Champions of a massive expansion of the Boston Convention & Exhibition Center have long sold the public on the claim that Boston is losing out on big events because of a lack of adequate meeting space. It seems just as likely that the Hub may lose out because conventioneers at the existing facility have nowhere to rest their weary heads.

A new report commissioned by the Massachusetts Convention Center Authority confirms what anyone who strolls along Summer Street when a big meeting is in town already knows: There is a shortage of hotel rooms near the BCEC, forcing meeting planners to spend enormous sums transporting conventioneers to and from their Back Bay, downtown or Cambridge hotels by bus.

According to the report by hotel consultants CHMWarnick, the BCEC ranks last among key competitive cities for number of hotel rooms within walking distance.

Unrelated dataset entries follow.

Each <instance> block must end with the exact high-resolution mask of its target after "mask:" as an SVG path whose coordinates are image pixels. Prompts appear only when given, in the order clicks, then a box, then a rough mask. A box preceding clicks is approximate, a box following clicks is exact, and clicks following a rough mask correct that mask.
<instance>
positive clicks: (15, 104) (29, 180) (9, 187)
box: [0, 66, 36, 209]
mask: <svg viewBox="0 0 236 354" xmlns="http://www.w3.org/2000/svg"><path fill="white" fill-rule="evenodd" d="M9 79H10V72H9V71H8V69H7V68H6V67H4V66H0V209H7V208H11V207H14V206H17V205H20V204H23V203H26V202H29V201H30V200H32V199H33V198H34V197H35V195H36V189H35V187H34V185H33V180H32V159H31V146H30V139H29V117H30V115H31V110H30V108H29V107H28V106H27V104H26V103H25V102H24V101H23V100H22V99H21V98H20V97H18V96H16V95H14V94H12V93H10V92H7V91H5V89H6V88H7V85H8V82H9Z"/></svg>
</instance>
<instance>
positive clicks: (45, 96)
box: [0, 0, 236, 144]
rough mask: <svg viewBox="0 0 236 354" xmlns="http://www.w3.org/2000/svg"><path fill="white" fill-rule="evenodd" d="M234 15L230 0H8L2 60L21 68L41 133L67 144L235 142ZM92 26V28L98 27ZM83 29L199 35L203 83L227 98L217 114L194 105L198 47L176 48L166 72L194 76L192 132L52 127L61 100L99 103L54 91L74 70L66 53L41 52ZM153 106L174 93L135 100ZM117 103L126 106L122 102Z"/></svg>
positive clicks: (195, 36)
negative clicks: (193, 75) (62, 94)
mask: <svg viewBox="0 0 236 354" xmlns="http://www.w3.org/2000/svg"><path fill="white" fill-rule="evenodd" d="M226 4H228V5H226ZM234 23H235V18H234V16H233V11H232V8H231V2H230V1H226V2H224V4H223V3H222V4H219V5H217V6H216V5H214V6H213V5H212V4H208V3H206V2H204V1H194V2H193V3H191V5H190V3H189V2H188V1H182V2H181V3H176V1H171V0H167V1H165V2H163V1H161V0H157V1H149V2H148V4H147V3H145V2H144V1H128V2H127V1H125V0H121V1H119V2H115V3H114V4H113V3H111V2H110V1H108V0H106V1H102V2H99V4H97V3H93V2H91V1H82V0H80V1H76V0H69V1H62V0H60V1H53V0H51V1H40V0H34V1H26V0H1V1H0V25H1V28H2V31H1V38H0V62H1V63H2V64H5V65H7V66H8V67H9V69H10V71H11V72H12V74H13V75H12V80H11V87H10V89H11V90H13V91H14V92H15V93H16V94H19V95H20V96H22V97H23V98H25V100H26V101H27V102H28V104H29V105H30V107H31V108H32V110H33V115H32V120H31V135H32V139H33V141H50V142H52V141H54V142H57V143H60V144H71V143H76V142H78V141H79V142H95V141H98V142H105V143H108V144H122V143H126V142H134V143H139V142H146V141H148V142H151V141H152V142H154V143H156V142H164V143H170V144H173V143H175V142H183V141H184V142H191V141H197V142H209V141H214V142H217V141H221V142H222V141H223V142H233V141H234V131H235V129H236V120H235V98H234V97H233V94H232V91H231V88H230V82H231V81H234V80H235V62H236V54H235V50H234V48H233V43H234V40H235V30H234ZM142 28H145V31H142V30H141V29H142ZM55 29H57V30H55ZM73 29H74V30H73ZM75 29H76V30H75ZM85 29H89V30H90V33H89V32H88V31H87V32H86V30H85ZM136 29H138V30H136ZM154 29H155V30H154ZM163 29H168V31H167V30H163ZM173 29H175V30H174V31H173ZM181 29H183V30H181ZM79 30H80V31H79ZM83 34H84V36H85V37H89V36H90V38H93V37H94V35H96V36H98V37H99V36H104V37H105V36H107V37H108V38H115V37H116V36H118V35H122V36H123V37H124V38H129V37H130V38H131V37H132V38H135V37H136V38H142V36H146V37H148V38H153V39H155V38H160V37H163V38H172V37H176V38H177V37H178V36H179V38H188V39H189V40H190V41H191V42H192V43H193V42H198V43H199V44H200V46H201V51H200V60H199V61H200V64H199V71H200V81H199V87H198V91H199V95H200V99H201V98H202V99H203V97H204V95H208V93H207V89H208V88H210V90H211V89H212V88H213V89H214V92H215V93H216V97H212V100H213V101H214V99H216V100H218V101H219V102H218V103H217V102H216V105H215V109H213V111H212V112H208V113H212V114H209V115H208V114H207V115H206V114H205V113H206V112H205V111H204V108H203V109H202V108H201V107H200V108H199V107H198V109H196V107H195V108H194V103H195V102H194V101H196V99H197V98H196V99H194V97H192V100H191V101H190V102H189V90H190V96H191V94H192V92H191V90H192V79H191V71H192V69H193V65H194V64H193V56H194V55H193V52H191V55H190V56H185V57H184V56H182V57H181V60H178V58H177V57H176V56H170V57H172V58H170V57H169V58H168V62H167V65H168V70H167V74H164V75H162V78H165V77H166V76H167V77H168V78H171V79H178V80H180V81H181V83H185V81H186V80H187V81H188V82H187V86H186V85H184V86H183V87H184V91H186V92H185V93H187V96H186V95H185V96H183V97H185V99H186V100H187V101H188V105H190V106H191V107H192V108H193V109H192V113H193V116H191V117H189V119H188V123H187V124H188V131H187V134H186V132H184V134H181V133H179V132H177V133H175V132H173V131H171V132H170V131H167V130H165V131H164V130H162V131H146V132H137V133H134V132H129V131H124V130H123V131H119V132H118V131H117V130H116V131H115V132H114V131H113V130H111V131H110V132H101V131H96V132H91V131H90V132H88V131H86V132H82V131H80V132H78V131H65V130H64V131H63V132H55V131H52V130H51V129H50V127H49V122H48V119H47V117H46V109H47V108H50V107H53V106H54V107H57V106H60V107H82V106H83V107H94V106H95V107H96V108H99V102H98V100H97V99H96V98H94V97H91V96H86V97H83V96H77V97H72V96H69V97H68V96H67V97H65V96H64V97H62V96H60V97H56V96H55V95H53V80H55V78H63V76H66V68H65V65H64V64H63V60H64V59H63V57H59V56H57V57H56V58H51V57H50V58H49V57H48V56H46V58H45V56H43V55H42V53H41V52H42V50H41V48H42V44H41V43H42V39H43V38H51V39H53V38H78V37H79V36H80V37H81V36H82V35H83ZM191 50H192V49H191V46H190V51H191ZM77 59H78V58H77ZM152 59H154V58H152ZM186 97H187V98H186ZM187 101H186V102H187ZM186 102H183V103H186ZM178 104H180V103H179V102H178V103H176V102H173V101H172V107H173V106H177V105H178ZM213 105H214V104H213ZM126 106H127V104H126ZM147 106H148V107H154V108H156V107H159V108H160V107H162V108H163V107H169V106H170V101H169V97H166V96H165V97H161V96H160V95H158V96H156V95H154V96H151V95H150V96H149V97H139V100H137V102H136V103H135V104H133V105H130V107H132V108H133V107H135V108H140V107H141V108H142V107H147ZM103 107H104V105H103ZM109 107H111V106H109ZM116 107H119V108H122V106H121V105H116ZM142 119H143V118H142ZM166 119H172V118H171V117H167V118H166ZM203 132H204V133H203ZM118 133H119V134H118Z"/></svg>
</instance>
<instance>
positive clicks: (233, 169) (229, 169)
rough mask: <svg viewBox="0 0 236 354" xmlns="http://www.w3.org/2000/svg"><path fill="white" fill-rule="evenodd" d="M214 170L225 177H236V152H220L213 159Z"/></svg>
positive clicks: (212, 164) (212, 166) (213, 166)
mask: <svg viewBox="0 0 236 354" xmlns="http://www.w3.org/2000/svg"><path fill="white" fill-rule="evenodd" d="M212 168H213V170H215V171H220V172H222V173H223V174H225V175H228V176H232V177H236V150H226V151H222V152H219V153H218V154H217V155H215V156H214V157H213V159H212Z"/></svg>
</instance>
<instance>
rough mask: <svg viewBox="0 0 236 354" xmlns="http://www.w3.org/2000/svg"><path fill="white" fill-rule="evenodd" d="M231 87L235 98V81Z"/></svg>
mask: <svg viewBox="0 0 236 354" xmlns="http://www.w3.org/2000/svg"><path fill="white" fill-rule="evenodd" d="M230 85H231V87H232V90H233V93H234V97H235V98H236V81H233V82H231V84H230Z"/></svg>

Bookings are projected to decline by up to 41 percent from 2018 to 2021 because meeting planners can’t assemble enough hotel room blocks — and because of those staggering
transportation costs, when compared to other cities.

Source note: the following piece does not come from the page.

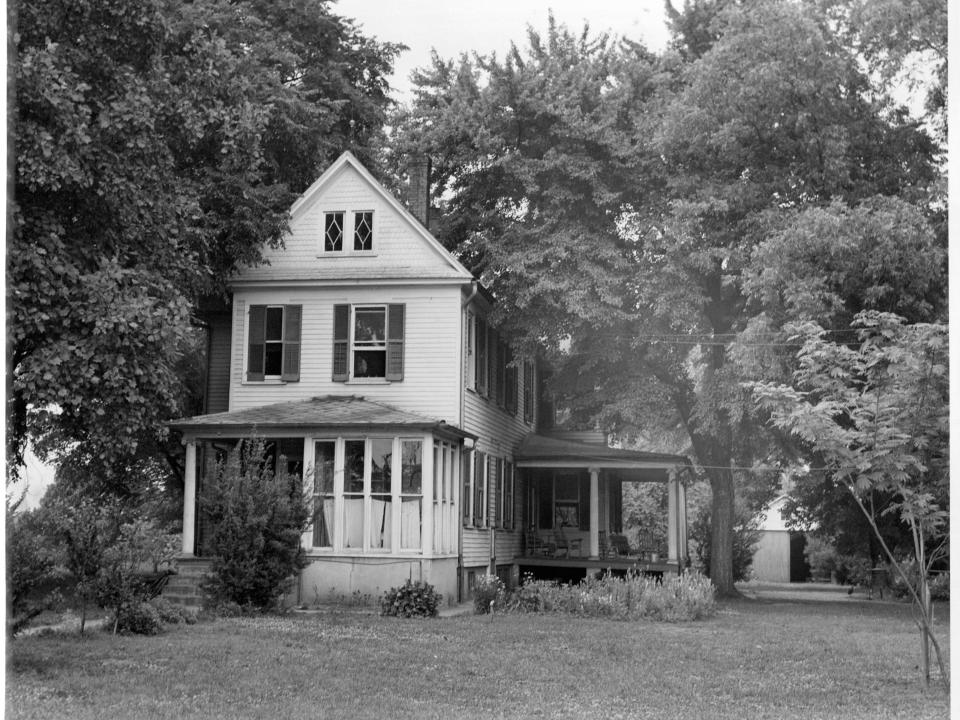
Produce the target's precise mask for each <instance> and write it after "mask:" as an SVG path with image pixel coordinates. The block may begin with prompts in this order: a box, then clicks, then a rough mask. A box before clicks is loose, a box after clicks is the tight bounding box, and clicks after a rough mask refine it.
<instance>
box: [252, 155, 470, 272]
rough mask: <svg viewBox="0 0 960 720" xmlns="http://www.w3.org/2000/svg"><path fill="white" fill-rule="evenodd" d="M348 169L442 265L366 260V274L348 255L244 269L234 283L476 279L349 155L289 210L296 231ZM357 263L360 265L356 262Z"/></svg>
mask: <svg viewBox="0 0 960 720" xmlns="http://www.w3.org/2000/svg"><path fill="white" fill-rule="evenodd" d="M348 170H352V171H353V172H354V173H355V175H356V177H358V178H359V179H360V181H361V182H362V183H363V185H364V186H366V188H367V189H368V190H369V191H370V192H371V193H373V195H374V196H375V197H376V198H377V199H378V200H379V201H380V202H382V203H383V204H385V205H386V206H387V207H388V208H389V209H390V210H391V211H392V212H393V213H394V214H395V215H396V216H397V217H398V218H400V221H401V224H402V226H403V227H404V228H405V229H406V231H409V232H410V233H412V235H413V236H414V237H416V238H417V239H418V240H420V241H421V242H422V243H423V245H424V246H425V248H426V249H427V250H428V251H429V252H431V253H432V254H433V255H434V256H435V257H436V258H437V259H438V260H439V262H436V263H434V264H433V266H431V267H430V268H429V269H426V270H425V268H424V267H423V264H422V263H414V262H403V259H401V261H400V262H397V261H396V260H395V259H394V260H393V261H391V262H390V263H371V262H368V261H364V260H363V259H361V260H360V262H362V263H363V265H362V270H360V269H358V268H357V267H354V266H353V265H350V264H349V262H348V263H347V264H346V265H345V262H344V261H350V260H351V258H350V257H349V256H347V257H345V258H324V259H323V260H321V261H320V262H300V261H297V262H293V263H292V264H288V263H275V264H272V265H258V266H255V267H248V268H245V269H244V270H242V271H241V272H240V274H239V275H238V276H237V277H236V278H235V279H234V281H233V284H235V285H242V284H244V283H246V282H261V281H271V280H276V281H282V280H304V281H309V280H323V281H325V282H329V281H333V282H334V283H335V282H336V281H340V280H345V279H346V278H348V277H351V276H350V273H351V271H353V272H358V273H359V275H360V276H361V277H362V278H364V279H374V280H446V281H452V282H457V283H462V284H463V283H467V282H470V281H472V280H473V275H472V274H471V273H470V271H469V270H467V269H466V268H465V267H464V266H463V265H462V264H461V263H460V261H459V260H457V259H456V257H454V256H453V254H452V253H450V251H449V250H447V249H446V248H445V247H443V245H442V244H441V243H440V242H439V241H438V240H437V239H436V238H435V237H434V236H433V235H432V234H431V233H430V231H429V230H427V228H425V227H424V226H423V225H422V224H421V223H420V222H419V221H418V220H417V219H416V218H415V217H414V216H413V215H412V214H411V213H410V211H409V210H407V208H406V207H404V205H403V203H401V202H400V201H399V200H398V199H397V198H396V197H394V196H393V194H392V193H390V192H389V191H388V190H387V189H386V188H385V187H383V185H381V184H380V182H379V181H378V180H377V179H376V178H375V177H374V176H373V175H372V174H371V173H370V171H369V170H367V168H366V167H364V165H363V164H362V163H361V162H360V161H359V160H358V159H357V158H356V156H354V155H353V153H351V152H349V151H346V152H344V153H343V154H342V155H340V157H339V158H337V160H336V161H335V162H334V163H333V164H332V165H330V167H328V168H327V169H326V170H325V171H324V172H323V174H322V175H320V177H319V178H317V179H316V180H315V181H314V182H313V184H312V185H310V187H308V188H307V189H306V190H305V191H304V192H303V193H302V194H301V195H300V197H299V198H297V200H296V201H295V202H294V203H293V205H291V206H290V216H291V230H293V229H294V227H295V226H296V224H297V221H298V220H299V219H301V218H304V216H305V215H307V214H308V213H309V211H310V210H311V208H313V207H314V204H315V202H316V201H317V199H318V198H320V197H321V196H322V195H323V194H324V192H325V191H327V190H328V189H330V187H331V186H332V185H333V184H334V183H336V182H337V180H338V179H339V178H341V177H343V175H344V173H345V172H347V171H348ZM292 239H293V236H292V233H291V234H288V235H287V240H288V241H290V240H292ZM274 252H278V251H271V250H268V251H267V253H266V254H267V256H268V257H269V256H270V254H271V253H274ZM279 252H284V251H279ZM314 257H315V256H314ZM298 260H299V259H298ZM353 260H356V258H354V259H353ZM281 266H282V267H281ZM345 270H346V275H345Z"/></svg>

With the economy pumping and hotels able to command higher rates it’s becoming difficult to secure whole room blocks, at least at competitive prices. And when the BCEC holds events that require 3,000 rooms or more it has a trickle-down effect on
the Hynes Convention Center, which has to operate below capacity because all the nearby hotel rooms are taken.

MCCA chief David Gibbons says the area needs another 1,800 rooms. And just as there was a rush to plunge ahead with a now aborted $1 billion expansion of the BCEC, there was a push for a massive public subsidy to build a new hotel.

But Gibbons points out what should be obvious — that “in a market this strong, we shouldn’t have to subsidize.”

Addressing the hotel problem won’t be simple, given the limited availability of nearby development sites. Massport is already committed to putting a 500-room hotel on land it owns nearby. Regardless of the solution it is not the financial responsibility of the taxpayers.